In 1915 the British passed laws restricting the ownership of land to whites. Then followed high taxes and low wages. Blacks were forced to carry identification cards. In 1921 Harry Thuku founded the Young Kikuyu Association and began organizing protests as people became more open about their grievances against the British. On March 14, 1922 he was arrested. His arrest caused a general strike in Nairobi in which thousands of Africans protested and the British government reacted by shooting 56 protesters, 25 of whom died, the massacre shocking people worldwide, even the British. Although Thuku was exiled to a remote desert oasis, this was only the beginning of unrest that continued with escalating severity. 
After the end of World War II, the friction developed into the Mau Mau Uprising. Jomo Kenyatta, Kenya's future president, joined the Kikuyu Central Association after moving to the urban Nairobi from a small village, becoming its general secretary in three years, a step that lead to his becoming Kenya's first prime minister and then Kenya's first president. Pressure exerted from the local people on the British resulted in Kenyan independence in 1963, with Nairobi as the capital of the new republic.
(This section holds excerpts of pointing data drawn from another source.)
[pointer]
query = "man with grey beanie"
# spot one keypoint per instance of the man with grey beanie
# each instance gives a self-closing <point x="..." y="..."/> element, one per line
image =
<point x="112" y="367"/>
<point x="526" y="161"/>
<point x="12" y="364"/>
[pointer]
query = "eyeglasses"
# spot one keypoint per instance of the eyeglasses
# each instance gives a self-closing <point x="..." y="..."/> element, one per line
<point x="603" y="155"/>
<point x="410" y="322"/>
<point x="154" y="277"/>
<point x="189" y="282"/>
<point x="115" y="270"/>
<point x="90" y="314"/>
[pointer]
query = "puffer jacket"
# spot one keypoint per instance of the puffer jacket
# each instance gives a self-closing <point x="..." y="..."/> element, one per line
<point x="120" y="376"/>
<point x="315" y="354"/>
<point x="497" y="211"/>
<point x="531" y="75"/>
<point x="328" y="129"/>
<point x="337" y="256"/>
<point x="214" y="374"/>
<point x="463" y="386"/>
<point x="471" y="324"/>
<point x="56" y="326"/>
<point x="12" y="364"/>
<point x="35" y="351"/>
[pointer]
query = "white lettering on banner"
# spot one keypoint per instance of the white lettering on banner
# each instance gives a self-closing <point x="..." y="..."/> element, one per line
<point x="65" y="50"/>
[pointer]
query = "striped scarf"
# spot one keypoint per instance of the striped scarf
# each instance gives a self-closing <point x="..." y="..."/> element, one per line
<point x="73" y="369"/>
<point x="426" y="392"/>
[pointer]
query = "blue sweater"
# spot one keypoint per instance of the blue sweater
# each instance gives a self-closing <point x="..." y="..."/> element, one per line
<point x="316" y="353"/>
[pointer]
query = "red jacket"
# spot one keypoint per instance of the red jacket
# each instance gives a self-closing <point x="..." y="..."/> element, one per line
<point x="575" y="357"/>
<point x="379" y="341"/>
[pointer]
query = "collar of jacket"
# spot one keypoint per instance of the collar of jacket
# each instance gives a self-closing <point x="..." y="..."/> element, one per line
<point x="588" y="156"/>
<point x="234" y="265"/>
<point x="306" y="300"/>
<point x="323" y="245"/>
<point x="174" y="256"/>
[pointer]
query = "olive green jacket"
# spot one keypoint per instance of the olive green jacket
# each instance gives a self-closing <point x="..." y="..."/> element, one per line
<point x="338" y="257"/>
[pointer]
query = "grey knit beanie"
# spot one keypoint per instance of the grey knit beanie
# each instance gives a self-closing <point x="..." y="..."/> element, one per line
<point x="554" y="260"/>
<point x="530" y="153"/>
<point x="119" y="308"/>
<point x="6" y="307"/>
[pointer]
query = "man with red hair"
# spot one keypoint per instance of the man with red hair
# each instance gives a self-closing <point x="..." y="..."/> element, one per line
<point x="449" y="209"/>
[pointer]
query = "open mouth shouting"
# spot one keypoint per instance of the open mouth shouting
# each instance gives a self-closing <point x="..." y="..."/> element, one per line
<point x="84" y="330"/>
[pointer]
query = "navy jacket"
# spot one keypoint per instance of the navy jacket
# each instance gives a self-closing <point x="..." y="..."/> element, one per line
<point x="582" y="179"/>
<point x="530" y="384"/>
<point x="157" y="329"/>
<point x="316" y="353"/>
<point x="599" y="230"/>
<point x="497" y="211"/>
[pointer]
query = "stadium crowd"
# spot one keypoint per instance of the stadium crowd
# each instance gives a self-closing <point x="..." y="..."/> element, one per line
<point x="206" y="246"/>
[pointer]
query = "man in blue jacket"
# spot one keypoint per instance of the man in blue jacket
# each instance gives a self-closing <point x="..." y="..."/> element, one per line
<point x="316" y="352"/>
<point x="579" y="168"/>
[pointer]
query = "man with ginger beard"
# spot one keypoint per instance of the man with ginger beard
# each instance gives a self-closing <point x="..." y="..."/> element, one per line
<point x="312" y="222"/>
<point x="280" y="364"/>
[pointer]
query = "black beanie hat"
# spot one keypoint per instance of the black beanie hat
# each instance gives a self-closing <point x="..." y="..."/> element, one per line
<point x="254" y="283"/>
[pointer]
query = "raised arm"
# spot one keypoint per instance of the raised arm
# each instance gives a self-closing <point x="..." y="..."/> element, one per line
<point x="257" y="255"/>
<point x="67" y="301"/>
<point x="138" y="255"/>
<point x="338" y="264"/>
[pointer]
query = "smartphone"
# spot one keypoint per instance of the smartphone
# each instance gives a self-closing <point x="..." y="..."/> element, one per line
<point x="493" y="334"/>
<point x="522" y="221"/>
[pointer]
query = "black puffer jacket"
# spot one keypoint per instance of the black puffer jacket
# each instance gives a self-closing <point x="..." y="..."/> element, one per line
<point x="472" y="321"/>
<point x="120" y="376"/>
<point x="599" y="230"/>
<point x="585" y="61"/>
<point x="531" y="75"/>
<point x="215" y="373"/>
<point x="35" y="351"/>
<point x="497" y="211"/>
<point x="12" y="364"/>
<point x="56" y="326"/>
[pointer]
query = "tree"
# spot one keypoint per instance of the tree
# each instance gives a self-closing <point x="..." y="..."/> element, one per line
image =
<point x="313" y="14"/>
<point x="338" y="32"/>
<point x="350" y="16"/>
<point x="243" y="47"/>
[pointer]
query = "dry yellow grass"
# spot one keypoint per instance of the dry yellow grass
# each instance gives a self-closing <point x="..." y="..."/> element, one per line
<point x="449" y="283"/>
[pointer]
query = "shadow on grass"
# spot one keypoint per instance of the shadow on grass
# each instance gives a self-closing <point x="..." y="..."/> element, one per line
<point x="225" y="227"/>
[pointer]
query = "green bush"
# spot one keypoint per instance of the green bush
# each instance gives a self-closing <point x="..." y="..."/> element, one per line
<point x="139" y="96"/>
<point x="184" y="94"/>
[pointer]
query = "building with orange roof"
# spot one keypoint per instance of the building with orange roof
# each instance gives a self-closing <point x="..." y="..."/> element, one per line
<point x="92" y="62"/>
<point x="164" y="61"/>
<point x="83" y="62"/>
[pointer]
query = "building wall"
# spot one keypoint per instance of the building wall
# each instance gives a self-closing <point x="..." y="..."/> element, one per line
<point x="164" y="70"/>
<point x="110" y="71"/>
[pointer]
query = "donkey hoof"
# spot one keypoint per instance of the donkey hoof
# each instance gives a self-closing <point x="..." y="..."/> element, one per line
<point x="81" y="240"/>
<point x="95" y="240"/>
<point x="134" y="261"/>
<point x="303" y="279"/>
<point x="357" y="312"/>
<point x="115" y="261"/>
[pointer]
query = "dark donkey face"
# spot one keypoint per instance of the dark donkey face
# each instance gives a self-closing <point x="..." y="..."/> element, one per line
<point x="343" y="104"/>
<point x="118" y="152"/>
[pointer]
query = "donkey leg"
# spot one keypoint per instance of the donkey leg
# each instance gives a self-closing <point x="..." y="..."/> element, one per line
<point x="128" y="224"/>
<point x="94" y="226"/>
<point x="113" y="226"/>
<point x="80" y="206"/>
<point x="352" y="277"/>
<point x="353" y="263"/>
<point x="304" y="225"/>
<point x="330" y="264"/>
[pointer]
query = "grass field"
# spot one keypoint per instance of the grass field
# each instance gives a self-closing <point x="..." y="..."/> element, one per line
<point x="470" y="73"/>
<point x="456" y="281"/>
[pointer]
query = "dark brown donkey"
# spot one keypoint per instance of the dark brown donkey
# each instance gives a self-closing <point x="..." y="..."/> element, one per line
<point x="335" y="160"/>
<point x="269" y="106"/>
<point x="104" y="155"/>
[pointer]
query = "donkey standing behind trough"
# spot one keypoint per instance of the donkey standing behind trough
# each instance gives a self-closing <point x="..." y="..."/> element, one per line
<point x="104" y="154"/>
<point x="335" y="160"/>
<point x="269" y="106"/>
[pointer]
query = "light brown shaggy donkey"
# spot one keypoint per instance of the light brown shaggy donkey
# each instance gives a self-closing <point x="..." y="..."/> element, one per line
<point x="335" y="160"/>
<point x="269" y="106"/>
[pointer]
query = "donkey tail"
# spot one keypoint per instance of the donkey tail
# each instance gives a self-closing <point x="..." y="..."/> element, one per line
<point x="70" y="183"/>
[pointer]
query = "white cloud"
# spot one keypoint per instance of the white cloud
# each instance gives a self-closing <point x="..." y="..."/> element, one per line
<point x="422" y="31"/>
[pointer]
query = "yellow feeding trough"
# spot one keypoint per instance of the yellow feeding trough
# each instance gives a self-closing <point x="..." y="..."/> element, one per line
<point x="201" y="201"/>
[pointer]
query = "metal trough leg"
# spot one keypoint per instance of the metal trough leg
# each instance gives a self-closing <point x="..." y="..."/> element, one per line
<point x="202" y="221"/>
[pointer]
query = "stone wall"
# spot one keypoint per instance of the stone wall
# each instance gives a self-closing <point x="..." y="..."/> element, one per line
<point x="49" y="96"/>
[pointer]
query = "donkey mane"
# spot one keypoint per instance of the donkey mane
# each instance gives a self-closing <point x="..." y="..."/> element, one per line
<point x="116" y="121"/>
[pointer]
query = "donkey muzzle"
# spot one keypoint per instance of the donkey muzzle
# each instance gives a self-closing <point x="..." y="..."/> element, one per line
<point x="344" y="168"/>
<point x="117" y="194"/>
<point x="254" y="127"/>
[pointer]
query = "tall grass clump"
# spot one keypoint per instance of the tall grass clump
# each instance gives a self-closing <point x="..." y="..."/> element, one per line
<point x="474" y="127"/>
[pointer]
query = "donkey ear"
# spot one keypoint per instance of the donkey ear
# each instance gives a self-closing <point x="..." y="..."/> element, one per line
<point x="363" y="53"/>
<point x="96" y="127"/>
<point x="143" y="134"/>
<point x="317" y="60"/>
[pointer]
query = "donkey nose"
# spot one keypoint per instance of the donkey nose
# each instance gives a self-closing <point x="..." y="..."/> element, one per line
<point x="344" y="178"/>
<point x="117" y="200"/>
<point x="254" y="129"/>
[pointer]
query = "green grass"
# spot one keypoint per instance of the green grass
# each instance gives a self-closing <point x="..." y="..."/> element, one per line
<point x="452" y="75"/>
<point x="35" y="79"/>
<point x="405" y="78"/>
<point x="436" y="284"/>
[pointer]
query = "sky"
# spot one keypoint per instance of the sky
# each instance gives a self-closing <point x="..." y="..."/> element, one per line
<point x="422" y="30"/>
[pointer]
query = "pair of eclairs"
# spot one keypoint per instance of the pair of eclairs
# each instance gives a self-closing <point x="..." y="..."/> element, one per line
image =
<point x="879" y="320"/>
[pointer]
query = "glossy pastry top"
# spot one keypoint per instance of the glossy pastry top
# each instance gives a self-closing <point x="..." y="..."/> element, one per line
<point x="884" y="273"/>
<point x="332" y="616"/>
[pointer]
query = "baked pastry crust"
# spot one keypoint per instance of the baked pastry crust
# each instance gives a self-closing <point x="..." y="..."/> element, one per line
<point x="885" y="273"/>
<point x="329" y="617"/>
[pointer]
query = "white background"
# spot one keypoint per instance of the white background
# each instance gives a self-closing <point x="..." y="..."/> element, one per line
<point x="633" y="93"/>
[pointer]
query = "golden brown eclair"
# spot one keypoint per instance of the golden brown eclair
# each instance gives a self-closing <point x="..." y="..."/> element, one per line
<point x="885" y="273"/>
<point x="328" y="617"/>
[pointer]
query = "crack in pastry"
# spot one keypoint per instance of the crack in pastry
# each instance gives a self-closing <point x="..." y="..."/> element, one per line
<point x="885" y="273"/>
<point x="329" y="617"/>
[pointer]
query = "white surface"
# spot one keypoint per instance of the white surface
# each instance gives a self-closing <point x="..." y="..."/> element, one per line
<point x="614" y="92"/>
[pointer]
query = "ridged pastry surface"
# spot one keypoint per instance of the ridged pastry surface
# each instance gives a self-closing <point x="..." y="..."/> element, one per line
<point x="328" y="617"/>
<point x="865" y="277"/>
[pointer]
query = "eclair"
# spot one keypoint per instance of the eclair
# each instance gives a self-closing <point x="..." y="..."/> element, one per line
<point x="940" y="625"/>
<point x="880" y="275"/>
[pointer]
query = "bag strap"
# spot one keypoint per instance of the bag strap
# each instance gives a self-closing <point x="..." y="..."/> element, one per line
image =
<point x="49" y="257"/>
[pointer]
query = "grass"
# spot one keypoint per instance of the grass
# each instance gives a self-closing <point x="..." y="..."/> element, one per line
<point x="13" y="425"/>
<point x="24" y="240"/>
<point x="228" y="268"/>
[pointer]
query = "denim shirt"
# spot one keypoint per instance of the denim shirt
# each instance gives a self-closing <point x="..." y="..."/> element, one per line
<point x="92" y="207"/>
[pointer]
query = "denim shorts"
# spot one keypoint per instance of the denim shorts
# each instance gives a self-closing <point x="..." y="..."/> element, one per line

Because the area around Nairobi continued to be a popular attraction for British big game hunters, the Nairobi National Park was established by Britain in 1946, the first national park in East Africa. It remains unique in 2008 in that it is the only game reserve bordering on a capital city in the world.
After independence, Nairobi grew rapidly and this growth put pressure on the city's infrastructure. Power cuts and water shortages were a common occurrence, though in the past few years better city planning has helped to put some of these problems in check.
In 1975 Nairobi was the host city of the 5th Assembly of the World Council of Churches.
The U.S. embassy in the heart of Nairobi was bombed on August 7, 1998 by Al-Qaida, as one of a series of U.S. embassy bombings. Over two hundred civilians were killed in the embassy and another 213 persons in the surrounding area with more than 5,000 people injured. The effects were widespread and devastating. The embassy was completely destroyed and another forty buildings severely damaged. A seven-story building collapsed killing at least 60 people.
The growth of Nairobi has put pressure on the government to develop and maintain protected lands such as the Nairobi National Park. The new residential areas for the growing human population are making inroads into lands that have been traditionally the migration routes for huge animal herds.
On September 21, 2013, a mass shooting broke out in the luxurious Westgate shopping mall in Nairobi's Westlands neighbourhood, killing at least 68 people. The attacks were claimed by the Somalian militant group Al-Shabaab.